Though not offered by all banks/lenders, it can really come in handy to utilize the option to prepay a mortgage (if/when the option in available). However, to avoid confusion, this blog will focus on two very different types or mortgage prepayment.
What does it mean to prepay a mortgage?
- To prepay a mortgage can mean to take advantage of a privilege that is offered through most standard first mortgages (typically institutional mortgages). This option allows you to make payments (in addition to your regular scheduled payments) toward your mortgage at any given time throughout your term. Any payments made to prepay a mortgage will go straight to the principal balance owing with no interest deducted. Usually the maximum is between 15% – 20% of your outstanding balance each fiscal year. This is a great way of paying down principal as a strategy of paying off your mortgage sooner than scheduled.
- To prepay a mortgage can also mean to literally pay, in advance, your monthly installments (either in full or partially) to eliminate or reduce your monthly payment obligation to that mortgagee. This is usually only available for private mortgages, whether a first or second mortgage. When you prepay a mortgage in this manner, what you are doing is essentially deducting the prepayment at the time of advance which is then used to service the mortgage. In simpler terms, you are using the funds from the mortgage to pay for the mortgage itself – hence the mortgage prepayment.
Here is an example for each to help illustrate how to prepay a mortgage:
- Prepay a mortgage as part of a pre-payment privilege. Sally has a first mortgage with First National. First National, as part of their standard terms, offers 15% prepayment privileges to all of their clients. Currently, Sally has a balance on her First National mortgage of $300,000. Her monthly payments, not including property taxes, are installments of $1546.97. This installment is a combination of principal + interest and therefore, part of her monthly payment goes toward interest while the remaining goes toward reducing her balance owing. Sally has come across $30,000 from investments and wants to prepay her mortgage. $30,000 does not exceed her 15% pre-payment privilege and therefore she can utilize the entire amount. Since this pre-payment privilege does get charged interest, once she provides her pre-payment, her new balance will now be $270,000. By doing Sally will likely pay off her mortgage approximately 2 years earlier than if this pre-payment was never made.
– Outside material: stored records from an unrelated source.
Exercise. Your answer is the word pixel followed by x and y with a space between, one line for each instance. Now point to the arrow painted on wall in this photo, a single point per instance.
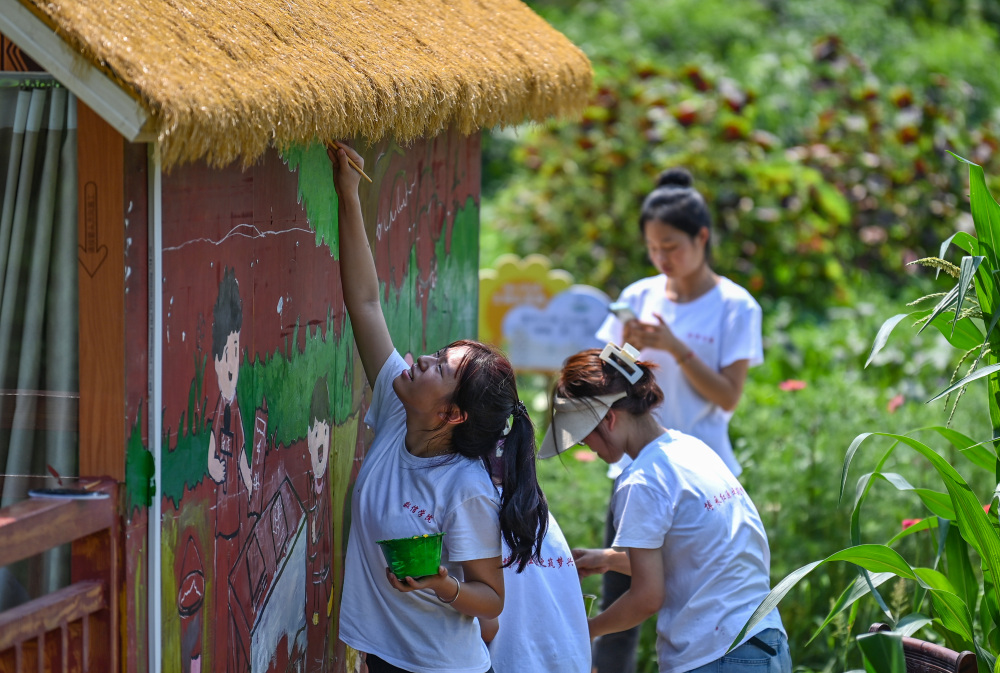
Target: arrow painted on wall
pixel 92 254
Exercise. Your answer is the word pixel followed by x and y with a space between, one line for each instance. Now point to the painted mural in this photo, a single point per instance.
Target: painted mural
pixel 264 397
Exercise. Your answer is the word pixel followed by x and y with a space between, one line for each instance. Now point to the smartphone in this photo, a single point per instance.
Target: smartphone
pixel 622 311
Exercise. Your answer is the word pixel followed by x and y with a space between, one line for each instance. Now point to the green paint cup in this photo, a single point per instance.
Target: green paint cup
pixel 416 556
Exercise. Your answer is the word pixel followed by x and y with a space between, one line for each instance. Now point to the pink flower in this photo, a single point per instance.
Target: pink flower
pixel 792 384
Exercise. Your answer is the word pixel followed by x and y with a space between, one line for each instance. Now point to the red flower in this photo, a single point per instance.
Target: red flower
pixel 792 384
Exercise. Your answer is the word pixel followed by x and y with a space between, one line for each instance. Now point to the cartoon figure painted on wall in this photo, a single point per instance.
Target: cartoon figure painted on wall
pixel 319 595
pixel 258 464
pixel 227 460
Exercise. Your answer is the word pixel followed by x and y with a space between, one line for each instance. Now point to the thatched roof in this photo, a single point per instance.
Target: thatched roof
pixel 224 79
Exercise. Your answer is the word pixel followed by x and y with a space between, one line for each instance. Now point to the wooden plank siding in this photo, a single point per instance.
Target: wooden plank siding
pixel 103 427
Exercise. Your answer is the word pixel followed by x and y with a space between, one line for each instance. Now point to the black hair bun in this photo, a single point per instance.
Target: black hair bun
pixel 675 177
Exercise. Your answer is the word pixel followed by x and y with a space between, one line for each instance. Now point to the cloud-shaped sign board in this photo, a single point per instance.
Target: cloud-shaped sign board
pixel 540 339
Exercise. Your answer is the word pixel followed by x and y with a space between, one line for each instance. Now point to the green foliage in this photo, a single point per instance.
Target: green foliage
pixel 820 145
pixel 961 608
pixel 791 444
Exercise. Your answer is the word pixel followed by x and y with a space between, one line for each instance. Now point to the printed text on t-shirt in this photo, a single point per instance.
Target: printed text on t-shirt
pixel 418 511
pixel 557 562
pixel 724 497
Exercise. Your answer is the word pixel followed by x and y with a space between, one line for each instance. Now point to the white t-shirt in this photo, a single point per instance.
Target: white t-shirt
pixel 721 326
pixel 677 496
pixel 543 626
pixel 398 495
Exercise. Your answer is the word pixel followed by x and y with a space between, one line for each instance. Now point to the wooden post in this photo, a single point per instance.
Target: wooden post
pixel 103 426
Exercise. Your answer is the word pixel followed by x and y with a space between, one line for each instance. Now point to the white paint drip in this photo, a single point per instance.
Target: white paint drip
pixel 240 230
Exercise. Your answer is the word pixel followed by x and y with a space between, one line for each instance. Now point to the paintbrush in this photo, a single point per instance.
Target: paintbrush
pixel 351 162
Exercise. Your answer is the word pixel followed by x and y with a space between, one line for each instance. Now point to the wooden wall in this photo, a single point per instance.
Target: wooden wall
pixel 255 341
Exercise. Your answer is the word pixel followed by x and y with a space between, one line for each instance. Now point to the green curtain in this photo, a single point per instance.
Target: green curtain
pixel 39 298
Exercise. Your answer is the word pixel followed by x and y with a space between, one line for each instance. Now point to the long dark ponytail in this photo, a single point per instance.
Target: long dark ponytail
pixel 487 393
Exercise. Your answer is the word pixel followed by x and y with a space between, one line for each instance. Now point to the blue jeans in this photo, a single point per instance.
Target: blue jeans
pixel 765 652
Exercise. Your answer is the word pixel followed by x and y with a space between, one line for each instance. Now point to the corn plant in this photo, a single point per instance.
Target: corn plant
pixel 951 599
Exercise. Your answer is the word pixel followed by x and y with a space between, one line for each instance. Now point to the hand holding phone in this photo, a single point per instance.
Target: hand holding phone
pixel 622 311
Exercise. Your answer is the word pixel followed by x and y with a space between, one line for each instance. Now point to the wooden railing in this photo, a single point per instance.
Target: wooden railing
pixel 74 628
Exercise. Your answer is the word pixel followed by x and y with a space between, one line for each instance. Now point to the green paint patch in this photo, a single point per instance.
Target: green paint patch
pixel 452 308
pixel 186 464
pixel 139 469
pixel 344 440
pixel 452 304
pixel 285 381
pixel 316 191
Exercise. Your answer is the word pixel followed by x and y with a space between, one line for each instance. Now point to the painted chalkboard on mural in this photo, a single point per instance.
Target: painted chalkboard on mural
pixel 540 339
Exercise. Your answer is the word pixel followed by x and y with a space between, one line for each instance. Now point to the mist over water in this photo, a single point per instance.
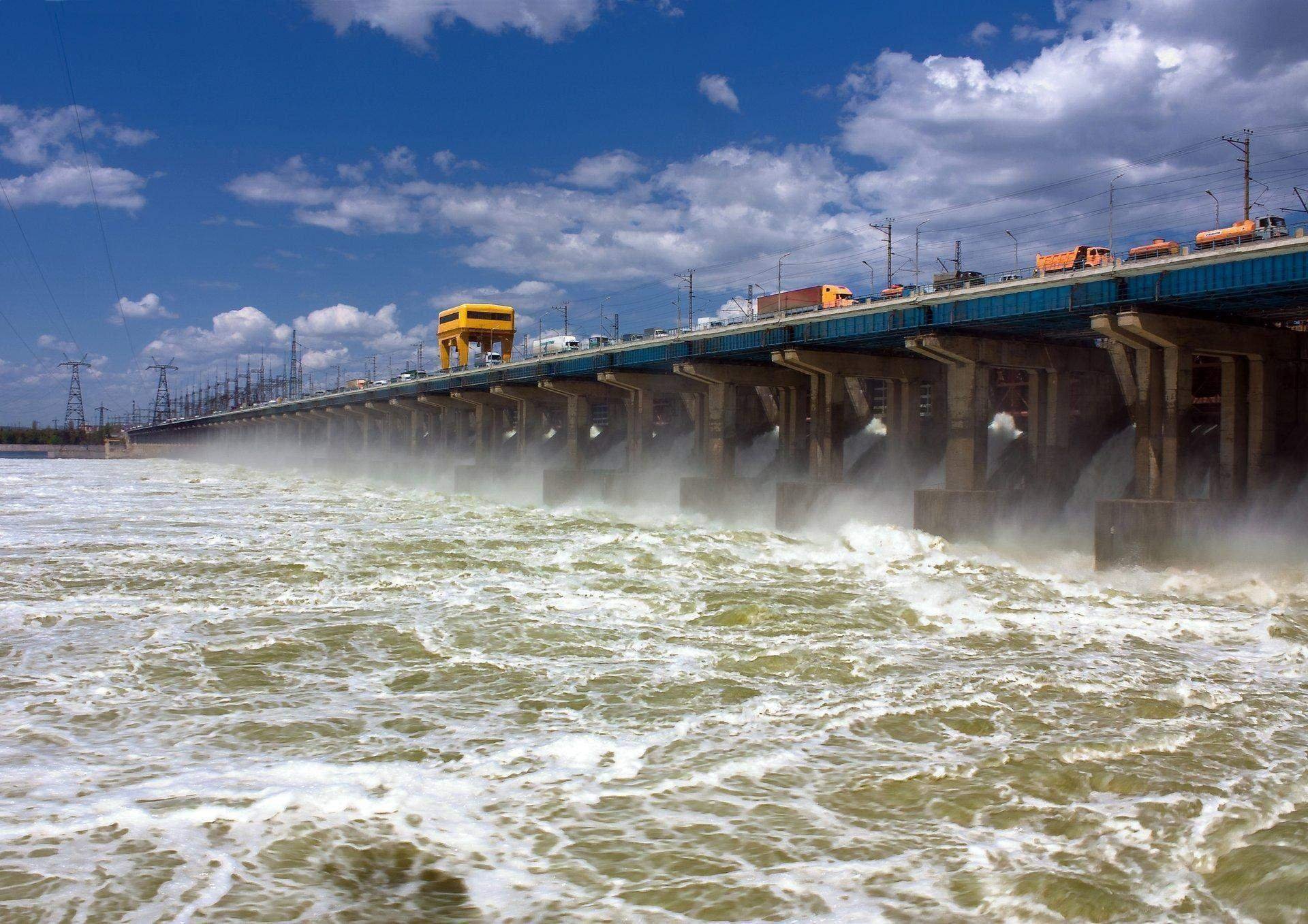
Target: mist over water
pixel 267 695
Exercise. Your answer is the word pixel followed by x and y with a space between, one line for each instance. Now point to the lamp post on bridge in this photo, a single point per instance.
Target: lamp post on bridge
pixel 1111 210
pixel 1217 208
pixel 916 238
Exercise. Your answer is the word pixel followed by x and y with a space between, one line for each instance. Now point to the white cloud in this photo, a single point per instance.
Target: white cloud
pixel 399 161
pixel 345 322
pixel 449 162
pixel 65 183
pixel 45 140
pixel 719 91
pixel 354 173
pixel 604 172
pixel 938 132
pixel 721 206
pixel 240 331
pixel 325 358
pixel 37 138
pixel 148 306
pixel 1124 81
pixel 527 294
pixel 1027 32
pixel 52 342
pixel 412 21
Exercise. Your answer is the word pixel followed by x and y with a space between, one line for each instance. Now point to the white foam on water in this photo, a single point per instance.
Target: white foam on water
pixel 238 690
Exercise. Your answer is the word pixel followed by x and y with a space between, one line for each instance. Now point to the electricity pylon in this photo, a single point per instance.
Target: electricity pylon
pixel 163 402
pixel 75 415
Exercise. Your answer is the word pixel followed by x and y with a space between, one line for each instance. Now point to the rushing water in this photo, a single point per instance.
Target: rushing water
pixel 232 695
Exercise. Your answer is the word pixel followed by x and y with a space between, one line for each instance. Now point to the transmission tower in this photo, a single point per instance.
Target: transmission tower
pixel 163 403
pixel 75 415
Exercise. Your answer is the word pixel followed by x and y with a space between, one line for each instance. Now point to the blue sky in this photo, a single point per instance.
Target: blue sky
pixel 349 166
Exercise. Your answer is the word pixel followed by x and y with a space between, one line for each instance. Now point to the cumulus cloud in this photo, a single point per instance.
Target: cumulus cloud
pixel 529 294
pixel 915 135
pixel 448 162
pixel 399 161
pixel 240 331
pixel 719 91
pixel 147 306
pixel 1112 89
pixel 730 202
pixel 414 21
pixel 45 142
pixel 604 172
pixel 51 342
pixel 317 360
pixel 341 322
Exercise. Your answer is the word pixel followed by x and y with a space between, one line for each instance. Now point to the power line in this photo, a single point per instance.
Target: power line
pixel 37 264
pixel 75 415
pixel 91 179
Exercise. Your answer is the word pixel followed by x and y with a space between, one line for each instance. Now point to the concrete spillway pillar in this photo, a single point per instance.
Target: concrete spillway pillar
pixel 719 490
pixel 537 409
pixel 563 484
pixel 367 421
pixel 967 506
pixel 488 436
pixel 836 403
pixel 644 389
pixel 1154 362
pixel 414 422
pixel 456 428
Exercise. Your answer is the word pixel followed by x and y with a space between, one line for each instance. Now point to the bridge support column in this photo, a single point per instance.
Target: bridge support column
pixel 1164 522
pixel 454 429
pixel 535 412
pixel 564 484
pixel 488 430
pixel 719 490
pixel 839 404
pixel 642 391
pixel 968 507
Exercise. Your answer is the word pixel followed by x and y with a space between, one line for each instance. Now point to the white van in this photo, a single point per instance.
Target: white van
pixel 560 344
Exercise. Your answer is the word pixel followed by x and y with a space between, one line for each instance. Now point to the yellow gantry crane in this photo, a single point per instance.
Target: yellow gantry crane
pixel 487 325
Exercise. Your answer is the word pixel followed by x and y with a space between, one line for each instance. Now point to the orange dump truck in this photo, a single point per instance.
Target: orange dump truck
pixel 1078 258
pixel 1243 232
pixel 822 296
pixel 1158 247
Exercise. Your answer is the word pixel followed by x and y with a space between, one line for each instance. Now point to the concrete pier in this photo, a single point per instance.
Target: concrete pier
pixel 1154 358
pixel 733 412
pixel 574 479
pixel 837 407
pixel 1057 375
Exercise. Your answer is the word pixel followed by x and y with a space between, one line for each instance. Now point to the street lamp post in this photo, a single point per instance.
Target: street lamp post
pixel 1217 210
pixel 779 277
pixel 1111 210
pixel 916 266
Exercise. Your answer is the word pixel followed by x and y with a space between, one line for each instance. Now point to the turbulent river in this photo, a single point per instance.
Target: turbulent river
pixel 240 695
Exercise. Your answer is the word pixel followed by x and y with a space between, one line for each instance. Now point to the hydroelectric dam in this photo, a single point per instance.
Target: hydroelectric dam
pixel 1201 353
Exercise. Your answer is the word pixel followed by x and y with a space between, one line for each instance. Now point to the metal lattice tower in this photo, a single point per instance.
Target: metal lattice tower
pixel 163 402
pixel 75 415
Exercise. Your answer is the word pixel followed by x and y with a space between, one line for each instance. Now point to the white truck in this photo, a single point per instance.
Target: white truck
pixel 560 344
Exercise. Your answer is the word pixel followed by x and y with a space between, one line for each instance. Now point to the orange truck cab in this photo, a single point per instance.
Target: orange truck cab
pixel 1158 247
pixel 1078 258
pixel 1243 232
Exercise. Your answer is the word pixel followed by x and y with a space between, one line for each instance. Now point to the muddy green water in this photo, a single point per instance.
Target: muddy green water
pixel 253 696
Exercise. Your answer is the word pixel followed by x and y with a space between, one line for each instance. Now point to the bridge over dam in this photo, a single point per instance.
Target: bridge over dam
pixel 1200 352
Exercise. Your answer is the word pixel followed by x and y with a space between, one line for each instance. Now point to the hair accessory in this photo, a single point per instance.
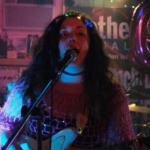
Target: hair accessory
pixel 73 74
pixel 88 23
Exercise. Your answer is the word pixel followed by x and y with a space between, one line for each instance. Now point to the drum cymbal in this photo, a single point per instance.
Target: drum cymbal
pixel 141 109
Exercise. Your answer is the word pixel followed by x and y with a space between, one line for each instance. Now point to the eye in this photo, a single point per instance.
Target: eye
pixel 63 34
pixel 81 34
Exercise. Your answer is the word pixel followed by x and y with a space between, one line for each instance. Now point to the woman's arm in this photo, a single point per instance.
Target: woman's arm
pixel 120 128
pixel 10 114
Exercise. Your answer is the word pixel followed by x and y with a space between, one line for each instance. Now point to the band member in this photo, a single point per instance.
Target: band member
pixel 87 79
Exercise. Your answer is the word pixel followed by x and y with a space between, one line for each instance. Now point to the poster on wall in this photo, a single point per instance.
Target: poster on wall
pixel 113 27
pixel 16 47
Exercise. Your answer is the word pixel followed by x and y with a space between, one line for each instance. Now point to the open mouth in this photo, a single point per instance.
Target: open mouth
pixel 76 50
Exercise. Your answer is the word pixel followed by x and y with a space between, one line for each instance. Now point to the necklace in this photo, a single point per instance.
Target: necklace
pixel 73 74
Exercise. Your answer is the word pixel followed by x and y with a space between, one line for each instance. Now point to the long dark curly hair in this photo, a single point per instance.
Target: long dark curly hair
pixel 98 79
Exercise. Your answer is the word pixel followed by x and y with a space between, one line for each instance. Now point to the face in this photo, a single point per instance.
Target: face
pixel 74 35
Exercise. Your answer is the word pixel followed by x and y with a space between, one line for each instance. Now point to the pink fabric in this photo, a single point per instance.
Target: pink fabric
pixel 123 129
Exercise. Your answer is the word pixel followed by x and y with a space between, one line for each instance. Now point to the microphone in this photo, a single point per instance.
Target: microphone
pixel 70 55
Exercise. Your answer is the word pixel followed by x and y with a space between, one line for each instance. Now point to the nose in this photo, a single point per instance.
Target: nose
pixel 72 38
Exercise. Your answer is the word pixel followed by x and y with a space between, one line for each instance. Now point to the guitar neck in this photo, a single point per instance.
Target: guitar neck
pixel 125 145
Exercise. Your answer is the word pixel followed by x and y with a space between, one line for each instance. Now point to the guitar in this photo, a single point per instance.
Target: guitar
pixel 64 139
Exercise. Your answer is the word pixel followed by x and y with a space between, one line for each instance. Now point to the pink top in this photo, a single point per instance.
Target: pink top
pixel 65 109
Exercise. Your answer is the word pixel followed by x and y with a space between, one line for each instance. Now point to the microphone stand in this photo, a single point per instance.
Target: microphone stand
pixel 69 58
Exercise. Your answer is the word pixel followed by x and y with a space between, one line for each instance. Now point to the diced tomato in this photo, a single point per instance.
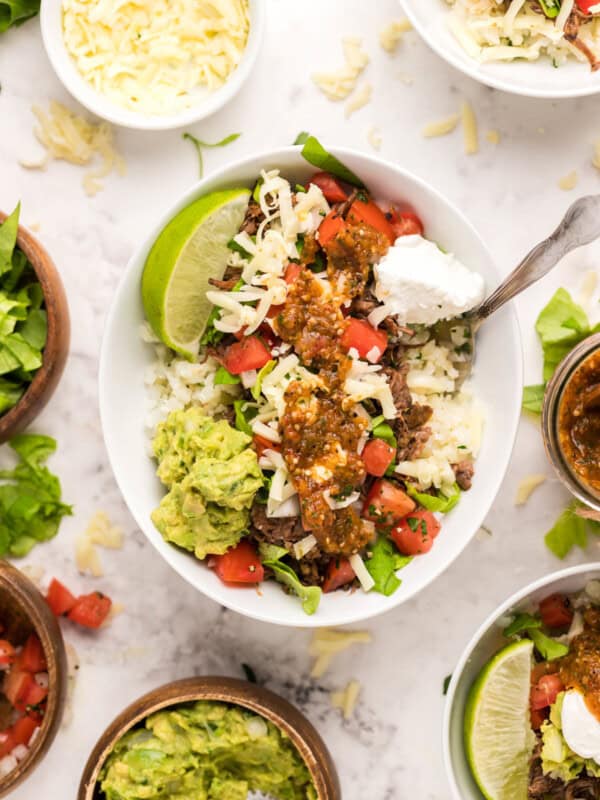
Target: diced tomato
pixel 371 214
pixel 261 444
pixel 538 717
pixel 7 652
pixel 7 742
pixel 90 610
pixel 377 456
pixel 23 729
pixel 17 686
pixel 330 187
pixel 249 353
pixel 387 503
pixel 339 573
pixel 32 657
pixel 405 223
pixel 556 611
pixel 415 534
pixel 241 564
pixel 545 692
pixel 369 342
pixel 330 227
pixel 59 598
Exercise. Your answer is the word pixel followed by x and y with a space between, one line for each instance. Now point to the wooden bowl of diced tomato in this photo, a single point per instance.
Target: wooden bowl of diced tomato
pixel 33 667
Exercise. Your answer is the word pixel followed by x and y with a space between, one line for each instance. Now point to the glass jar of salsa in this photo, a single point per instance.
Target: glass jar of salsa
pixel 571 421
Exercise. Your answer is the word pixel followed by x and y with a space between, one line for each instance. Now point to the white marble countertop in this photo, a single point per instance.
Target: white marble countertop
pixel 391 748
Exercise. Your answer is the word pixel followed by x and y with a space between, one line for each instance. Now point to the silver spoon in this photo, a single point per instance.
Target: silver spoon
pixel 580 225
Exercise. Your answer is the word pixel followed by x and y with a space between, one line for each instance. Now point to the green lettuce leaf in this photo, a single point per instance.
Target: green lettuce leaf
pixel 314 152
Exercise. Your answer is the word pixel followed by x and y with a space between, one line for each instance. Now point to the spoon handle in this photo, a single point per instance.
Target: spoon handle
pixel 580 225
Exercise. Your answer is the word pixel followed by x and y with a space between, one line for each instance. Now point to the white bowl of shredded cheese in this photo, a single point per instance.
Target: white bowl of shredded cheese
pixel 127 361
pixel 152 65
pixel 511 46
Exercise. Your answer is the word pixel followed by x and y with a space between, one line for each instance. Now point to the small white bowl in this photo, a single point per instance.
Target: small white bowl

- Prepay a mortgage as a way of reducing/eliminating the monthly payment: John needs a second mortgage of $40,000 to help consolidate debt. He is having serious cash flow issues, so he needs to keep his payments as low as possible to ensure that his finances improve before his plan to refinance/consolidate his mortgages in 12 months. The second mortgage would cost $400/month without prepaying it, and though paying off all of his other debt will help his finances, maintaining an additional mortgage for $400/month will still be hard for John at this moment in time. Thankfully many lenders allow clients to prepay a mortgage. What happens in a scenario such as this is the lender will deduct $4800 ($400/month x 12 months) from the proceeds of the mortgage while advancing only the difference (minus applicable closing costs of course). By holding back $4800, this will contribute toward a full pre-payment of the mortgage for the 12 months term thus resulting is John not having to make any payments at all throughout the year. This is the scenario that worked best for John, however if someone wanted to partially prepay a mortgage, instead if prepaying in full, this can also be arranged. Using the same example, if $2400 is used to partially prepay the mortgage, the monthly payment is now reduced to $200/month instead of $400/month thus making the payment more manageable.